Photographing subjects in the dark and from a distance

edited April 2012 Posted in » Canon T3i Forum
Hi @Moose - This is a wonderful website and I really appreciate your effort in providing tips across different platforms. :) I'm new to the world of SLR's and have the Canon Rebel T3i with a basic EF-S 18-55mm f/3.5-5.6 IS kit lens. I have two questions...

1) How do I shoot pictures in the dark using my T3i? I tried different modes, but either the pics are blurry or the camera does not click.

2) How do you focus on people close to the camera and a far off object? In my case I could not take good pictures when I went to see the Hollywood sign from Griffiths observatory. :( I want to take good pics next time.

Thanks, KS


  • edited April 2012
    Hi @hsks - Do you really mean in the "dark" without flash? For low light shots using your current lens, you will need to set your mode dial to AV, the aperture to F3.5 and your lens to 18mm. Set your Auto ISO to the highest level. Mount your camera on a tripod (switch off IS) and set your self-timer to 2 seconds. With luck you might get something albeit very noisy (grainy).

    To answer your second question...Canon has a mode on the dial marked A-DEP. This mode attempts to make sure that everything from near to far is in focus. When you are more confident with your camera you can try setting aperture to give the required DOF (depth of field). I am sure Moose will come back with more (and probably better tips). Best regards, PBked
  • Howdy @hsks - I appreciate the kind words and welcome to the T3i forum. Let's dive right in...

    1) The T3i will disable autofocus when focus can't be achieved. In situations where it's extremely dark, you'll actually need to turn off autofocus in order to capture a shot.
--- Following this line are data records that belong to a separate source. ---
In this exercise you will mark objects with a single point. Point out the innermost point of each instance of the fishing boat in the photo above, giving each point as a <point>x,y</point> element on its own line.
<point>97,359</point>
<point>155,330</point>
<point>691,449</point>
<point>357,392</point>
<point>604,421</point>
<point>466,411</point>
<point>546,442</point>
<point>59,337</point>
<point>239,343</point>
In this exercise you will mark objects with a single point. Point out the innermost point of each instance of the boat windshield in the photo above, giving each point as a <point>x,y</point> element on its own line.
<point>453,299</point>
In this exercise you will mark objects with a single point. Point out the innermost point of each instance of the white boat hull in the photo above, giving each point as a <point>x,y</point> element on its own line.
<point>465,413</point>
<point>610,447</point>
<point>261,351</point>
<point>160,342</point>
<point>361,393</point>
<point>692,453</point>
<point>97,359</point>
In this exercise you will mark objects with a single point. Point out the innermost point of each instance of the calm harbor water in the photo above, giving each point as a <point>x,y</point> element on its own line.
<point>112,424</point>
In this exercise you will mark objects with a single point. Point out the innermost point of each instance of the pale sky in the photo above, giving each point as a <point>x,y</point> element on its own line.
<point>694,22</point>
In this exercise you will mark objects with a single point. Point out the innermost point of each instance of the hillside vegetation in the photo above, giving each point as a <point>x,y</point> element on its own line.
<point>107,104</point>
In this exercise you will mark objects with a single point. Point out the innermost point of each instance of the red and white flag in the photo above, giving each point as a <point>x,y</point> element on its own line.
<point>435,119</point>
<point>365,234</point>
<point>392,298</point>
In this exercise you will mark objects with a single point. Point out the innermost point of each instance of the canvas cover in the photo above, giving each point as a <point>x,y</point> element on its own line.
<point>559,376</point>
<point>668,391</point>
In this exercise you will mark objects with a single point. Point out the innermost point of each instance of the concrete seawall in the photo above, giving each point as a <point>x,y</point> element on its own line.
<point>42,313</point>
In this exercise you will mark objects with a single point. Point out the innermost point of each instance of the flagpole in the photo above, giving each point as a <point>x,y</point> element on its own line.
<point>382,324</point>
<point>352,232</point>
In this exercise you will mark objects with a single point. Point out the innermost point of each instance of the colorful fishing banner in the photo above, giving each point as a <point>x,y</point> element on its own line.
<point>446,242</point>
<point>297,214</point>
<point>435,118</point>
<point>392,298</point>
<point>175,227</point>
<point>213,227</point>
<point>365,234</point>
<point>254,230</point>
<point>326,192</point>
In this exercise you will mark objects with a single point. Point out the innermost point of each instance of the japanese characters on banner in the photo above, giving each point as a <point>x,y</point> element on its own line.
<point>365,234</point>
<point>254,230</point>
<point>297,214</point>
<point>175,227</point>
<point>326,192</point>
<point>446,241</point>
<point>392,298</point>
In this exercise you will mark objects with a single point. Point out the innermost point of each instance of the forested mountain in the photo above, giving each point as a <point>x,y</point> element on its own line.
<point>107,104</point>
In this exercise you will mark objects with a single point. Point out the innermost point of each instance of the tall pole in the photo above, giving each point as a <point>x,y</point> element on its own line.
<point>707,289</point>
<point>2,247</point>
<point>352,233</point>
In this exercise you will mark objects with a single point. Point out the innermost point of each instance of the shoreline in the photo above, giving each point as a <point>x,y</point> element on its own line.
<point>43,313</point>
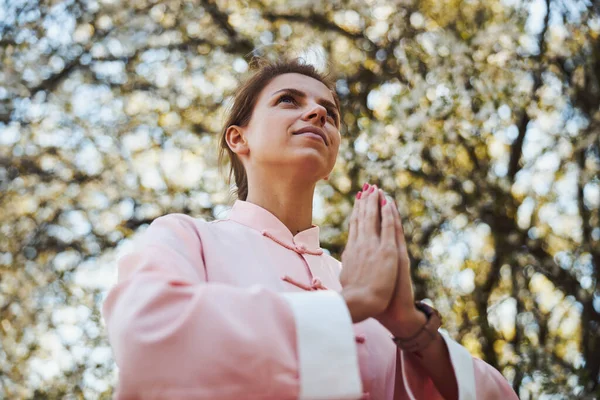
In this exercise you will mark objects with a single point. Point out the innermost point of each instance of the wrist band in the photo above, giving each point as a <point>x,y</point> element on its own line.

You can do this by switching the AF/MF switch on your lens to MF. To prevent blur, you'll need to mount your T3i to a tripod. If you're trying to compose moving subjects (portraits, kids, groups, etc...) in extremely dark situations, you'll need the assistance of flash.

    2) In order to get everything in focus, I would enable Aperture priority (Av) and set your aperture f-number between f/8 to f/16 depending on how far away the Hollywood sign is from where you're shooting from. Higher f-numbers lengthen the depth of field, putting more of the scene into focus.

    Hope all of that makes sense and happy shooting! :)
  • edited November 2015
    My son is about to turn one and I want to get some pictures of him in a swing. What setting do I use so I don't get blur?
  • edited November 2015
    Hi @MARCIAP,
    Use Tv (shutter priority) and choose anything around 1000. In bright light, set ISO 100 for best quality. Also try to capture a shot at the end of travel of the swing rather than during the swing. I usually aim for the back for a shot which includes part of the swing and then the front when the child is nearer the camera. These make for pleasing shots and often the child will be looking at you. You will notice that during the swing many children will tend to look down.
    Hope this helps.
  • edited July 2016
    Hello @moose,
    I'm taking maternity pictures at the beach with my Canon Rebel T3i with a EF 16-35mm 1:2.8 and 85mm, but my photos are coming out dark and they look orange (evening shots). How do I fix this?

    Thank you.
  • Hey @vonna - You mentioned some of the shots are at night, how are the photos being lit? Are you using an external flash or just ambient light? It would be best to schedule the shoot just before sunset to get, nice even, warm light.
  • edited July 2016
    I'm taking the portrait photos around 5:30 at sunset. The photos are coming out dark and orange (the two people I'm taking pictures of). I'm having trouble fixing this. Thank you for responding!
  • edited November 2016
    Challenge: photographing inside a dark cave, with mostly flat walls, at max of 15 feet distance, with distance variation max of 4-5 feet. Goal: getting colors, nice range of tones from white to black, textures crystal clear vivid sharp, but not getting washout glare from white areas due to bright flash (even behind a light umbrella). Ideas: tripod, lock mirror, manual mode, LED video light set low and behind a light umbrella, 30 second exposure time, ISO 100, f stop set to get a 0 value on the exposure scale but low enough to get perfect focus on every place in the frame. Thoughts?